Plus, death isn't the handicap it used to be in the olden days. We've seen at least one intelligent undead being: Coldhands, a dead man of the Night Watch who seems to still be seeing to his duties. If Jon's body isn't burnt or resurrected promptly, he'll likely come back as a wight, and may come back as an intelligent wight like Coldhands. In particular the closing line of "He never felt the fourth dagger, just cold" sounds like he might be feeling himself becoming a wight. Or it might just be shock symptoms.
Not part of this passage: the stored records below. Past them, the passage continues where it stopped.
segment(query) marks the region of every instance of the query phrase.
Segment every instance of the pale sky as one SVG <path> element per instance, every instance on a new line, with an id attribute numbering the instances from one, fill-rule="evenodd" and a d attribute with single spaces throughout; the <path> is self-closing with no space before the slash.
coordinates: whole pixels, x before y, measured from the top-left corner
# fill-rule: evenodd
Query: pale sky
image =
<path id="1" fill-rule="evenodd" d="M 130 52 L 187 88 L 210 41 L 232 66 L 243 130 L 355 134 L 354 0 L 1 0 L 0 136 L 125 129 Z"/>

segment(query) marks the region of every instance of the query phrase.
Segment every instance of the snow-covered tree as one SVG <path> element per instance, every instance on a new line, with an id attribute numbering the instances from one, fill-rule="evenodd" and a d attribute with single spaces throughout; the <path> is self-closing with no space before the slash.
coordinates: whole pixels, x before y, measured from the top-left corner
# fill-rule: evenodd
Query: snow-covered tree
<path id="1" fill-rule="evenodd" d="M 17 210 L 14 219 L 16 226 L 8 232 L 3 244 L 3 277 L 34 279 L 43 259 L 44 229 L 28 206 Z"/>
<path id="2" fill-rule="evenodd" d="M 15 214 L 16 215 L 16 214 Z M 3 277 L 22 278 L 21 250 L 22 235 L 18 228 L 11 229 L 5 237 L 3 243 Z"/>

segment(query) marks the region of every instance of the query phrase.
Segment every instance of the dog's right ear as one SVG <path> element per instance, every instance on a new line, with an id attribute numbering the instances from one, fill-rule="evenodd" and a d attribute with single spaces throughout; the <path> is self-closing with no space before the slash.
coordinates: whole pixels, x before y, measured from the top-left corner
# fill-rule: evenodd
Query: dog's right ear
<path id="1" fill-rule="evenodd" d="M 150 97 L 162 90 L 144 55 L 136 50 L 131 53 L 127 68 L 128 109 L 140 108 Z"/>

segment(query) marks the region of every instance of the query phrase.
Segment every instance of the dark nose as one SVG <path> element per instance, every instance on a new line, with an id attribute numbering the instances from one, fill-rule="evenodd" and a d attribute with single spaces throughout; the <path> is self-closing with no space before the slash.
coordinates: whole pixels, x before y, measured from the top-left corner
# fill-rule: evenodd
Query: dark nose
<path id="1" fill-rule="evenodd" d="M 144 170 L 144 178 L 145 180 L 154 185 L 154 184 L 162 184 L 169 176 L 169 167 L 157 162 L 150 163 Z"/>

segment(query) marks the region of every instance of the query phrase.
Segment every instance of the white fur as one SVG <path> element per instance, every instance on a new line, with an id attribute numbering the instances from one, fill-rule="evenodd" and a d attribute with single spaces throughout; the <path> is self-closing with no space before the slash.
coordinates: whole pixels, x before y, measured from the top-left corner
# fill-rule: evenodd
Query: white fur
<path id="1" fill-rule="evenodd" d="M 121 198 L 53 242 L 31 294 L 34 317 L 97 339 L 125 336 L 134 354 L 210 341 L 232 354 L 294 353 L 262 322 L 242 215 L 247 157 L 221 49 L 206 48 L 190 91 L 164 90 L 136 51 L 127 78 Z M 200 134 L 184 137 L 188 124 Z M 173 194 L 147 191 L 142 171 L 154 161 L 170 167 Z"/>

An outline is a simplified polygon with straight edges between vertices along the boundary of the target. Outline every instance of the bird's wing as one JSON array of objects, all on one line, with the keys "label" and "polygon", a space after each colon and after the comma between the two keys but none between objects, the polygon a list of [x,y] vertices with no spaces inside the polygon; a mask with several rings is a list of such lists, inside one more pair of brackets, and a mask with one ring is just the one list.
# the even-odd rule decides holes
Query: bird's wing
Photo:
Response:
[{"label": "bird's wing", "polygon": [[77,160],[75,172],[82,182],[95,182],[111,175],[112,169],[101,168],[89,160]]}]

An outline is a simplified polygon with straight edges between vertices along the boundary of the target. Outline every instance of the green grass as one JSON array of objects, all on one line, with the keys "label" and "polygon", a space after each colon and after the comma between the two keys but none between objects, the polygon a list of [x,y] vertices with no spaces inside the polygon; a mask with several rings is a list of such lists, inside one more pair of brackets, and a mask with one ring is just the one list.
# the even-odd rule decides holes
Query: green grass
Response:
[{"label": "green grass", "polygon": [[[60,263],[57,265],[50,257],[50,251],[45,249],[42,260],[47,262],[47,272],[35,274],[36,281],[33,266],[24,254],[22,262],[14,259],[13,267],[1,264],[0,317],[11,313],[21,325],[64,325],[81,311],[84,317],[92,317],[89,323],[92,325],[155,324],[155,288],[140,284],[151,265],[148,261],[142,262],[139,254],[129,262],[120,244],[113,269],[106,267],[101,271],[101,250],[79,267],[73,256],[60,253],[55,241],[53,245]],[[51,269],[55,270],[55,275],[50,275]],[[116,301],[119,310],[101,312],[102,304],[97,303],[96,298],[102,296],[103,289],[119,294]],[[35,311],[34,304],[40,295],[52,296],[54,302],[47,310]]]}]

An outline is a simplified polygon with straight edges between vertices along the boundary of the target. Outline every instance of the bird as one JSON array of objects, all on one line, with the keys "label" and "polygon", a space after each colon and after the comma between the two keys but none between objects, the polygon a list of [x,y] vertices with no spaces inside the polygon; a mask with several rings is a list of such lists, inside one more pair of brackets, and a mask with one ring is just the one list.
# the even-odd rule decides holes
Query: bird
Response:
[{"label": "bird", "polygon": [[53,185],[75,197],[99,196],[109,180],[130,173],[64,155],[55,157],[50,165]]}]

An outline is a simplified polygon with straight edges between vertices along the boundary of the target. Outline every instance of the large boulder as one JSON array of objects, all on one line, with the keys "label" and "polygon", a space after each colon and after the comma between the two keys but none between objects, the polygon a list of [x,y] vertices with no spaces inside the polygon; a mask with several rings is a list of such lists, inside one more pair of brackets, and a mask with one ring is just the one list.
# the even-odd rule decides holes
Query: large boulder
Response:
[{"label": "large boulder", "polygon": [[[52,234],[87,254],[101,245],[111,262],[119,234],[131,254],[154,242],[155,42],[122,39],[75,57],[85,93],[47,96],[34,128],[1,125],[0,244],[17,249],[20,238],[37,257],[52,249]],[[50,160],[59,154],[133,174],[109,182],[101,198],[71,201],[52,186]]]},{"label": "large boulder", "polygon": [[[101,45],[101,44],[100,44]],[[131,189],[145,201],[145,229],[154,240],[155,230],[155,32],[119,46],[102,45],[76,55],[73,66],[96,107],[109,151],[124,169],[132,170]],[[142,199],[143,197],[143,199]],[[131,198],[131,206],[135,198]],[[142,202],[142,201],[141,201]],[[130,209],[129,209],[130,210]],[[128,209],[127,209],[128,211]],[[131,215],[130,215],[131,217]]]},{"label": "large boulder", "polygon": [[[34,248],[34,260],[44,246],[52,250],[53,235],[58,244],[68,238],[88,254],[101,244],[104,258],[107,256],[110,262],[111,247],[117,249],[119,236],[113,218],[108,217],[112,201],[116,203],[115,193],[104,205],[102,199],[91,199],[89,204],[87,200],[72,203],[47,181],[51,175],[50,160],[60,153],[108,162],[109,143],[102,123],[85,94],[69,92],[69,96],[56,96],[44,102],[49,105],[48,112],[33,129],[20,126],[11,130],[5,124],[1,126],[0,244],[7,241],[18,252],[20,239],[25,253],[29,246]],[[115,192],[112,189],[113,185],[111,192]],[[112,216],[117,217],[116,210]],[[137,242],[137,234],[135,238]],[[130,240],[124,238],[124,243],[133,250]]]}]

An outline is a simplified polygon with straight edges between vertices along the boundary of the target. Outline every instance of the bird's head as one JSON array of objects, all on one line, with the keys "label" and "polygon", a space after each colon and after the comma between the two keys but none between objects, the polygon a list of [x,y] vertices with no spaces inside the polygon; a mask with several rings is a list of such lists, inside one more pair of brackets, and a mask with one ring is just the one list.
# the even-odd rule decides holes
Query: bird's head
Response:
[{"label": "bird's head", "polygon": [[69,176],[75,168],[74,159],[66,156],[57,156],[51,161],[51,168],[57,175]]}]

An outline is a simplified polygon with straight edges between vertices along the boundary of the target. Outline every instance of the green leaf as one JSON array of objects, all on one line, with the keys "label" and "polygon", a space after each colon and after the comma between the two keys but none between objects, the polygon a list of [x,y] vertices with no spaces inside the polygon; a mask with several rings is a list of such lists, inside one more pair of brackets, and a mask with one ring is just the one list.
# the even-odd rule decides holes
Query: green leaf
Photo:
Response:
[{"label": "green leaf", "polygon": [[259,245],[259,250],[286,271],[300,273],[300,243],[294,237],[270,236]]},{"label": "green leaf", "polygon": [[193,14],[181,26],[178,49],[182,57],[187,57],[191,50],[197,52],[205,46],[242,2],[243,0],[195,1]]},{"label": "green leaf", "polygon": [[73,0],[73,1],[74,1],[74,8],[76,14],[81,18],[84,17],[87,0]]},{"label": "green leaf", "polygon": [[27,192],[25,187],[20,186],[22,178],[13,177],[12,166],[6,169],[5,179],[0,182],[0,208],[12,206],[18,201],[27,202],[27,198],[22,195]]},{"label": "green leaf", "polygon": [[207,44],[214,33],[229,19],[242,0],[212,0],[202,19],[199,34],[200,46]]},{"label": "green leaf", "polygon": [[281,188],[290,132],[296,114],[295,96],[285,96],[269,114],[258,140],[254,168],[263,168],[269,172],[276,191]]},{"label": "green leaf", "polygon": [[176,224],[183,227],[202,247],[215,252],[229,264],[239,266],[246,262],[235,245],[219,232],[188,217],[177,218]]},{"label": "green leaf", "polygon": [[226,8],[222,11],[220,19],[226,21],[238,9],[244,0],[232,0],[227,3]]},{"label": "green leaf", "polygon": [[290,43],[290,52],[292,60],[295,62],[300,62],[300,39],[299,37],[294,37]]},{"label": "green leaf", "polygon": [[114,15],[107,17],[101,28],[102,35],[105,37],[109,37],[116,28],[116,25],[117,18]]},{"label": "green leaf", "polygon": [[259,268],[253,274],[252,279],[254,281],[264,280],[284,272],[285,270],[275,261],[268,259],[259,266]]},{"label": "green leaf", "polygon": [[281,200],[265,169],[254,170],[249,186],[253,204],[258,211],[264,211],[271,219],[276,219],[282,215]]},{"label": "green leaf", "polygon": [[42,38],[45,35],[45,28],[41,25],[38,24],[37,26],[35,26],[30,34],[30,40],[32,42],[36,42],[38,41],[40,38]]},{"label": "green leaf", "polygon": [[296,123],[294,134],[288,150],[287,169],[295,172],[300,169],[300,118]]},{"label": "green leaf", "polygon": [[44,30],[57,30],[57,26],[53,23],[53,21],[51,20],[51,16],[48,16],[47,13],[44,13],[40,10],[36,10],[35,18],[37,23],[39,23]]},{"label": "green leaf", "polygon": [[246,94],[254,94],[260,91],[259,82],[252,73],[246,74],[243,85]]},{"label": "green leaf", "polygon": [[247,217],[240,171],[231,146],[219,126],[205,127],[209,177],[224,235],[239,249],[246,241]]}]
Come to think of it, the Warg and the Wight theory combine neatly. Regular wights are little more than zombies, whereas Coldhands, who matches the physical description of a Wight, nevertheless acts and talks like a living man. He's roughly what I'd expect if a Warg were piloting a Wight's body. Perhaps Jon's body dies can becomes a Wight, Jon wargs into his wolf, then wargs back into his Wight body at some later point.
Then there's some very specific imagery around Jon's apparent death: he looks up and sees a knight with a star emblem, covered in blood; he sees "smoke" from his stomach wound; he sees Marsh crying as he stabs Jon; and his vision fades to black as he passes out.
Remember the words of the prophecy that Mel believes refers to Stannis and everyone else believes refers to Daenerys: "When the red star bleeds [bloody star emblem] and the darkness gathers [Jon blacks out, and he's attacked in a dark corridor], Azor Ahai shall be born again [resurrected] amidst smoke [from his belly wound] and salt [Marsh's tears] to wake dragons out of stone [the blood of a King is the price for raising a dragon, and Jon is nominated heir and either cousin or half-brother to Robb Stark, last King of the North, he's probably a Targaryen prince, and he's de facto King of the Wildlings]."
Also remember Mel's visions in the flames when she tried to scry Jon's future: daggers in the dark (yup), and a shape that's a man, then a wolf, then man again. Consistent with the theory that Jon dies, his soul goes into his direwolf, then he later regains human form somehow (his original body is raised, or he wargs into another human body, or he becomes a second Coldhands as speculated a few paragraphs back).
And then there's the idea of indicative names for the Stark Direwolves:
Grey Wind was seen by Robb's allies and enemies a practically an elemental force, running fast and deadly at Robb's side.
Lady was sweet, beautiful, trusting, and fairly helpless, just like the Ladies of the stories Sansa adores.
Nymeria was named after a half-legendary warrior-princess who raised an army in the wilderness. The wolf is the leader of the vicious pack of the Trident, and is something of a legendary monster herself
Summer sounds like it's likely to be indicative of a roll he will play when the Winter ends. We'll be waiting a while for the other shoe to drop.
Shaggydog is still an absurd name. I award Rickon no points and refuse to speculate on how this may prove to be indicative.
And Ghost: the spirit of someone who dies suddenly or violently, but who will not or cannot pass along to the afterlife. I wonder what that could possibly be indicative of.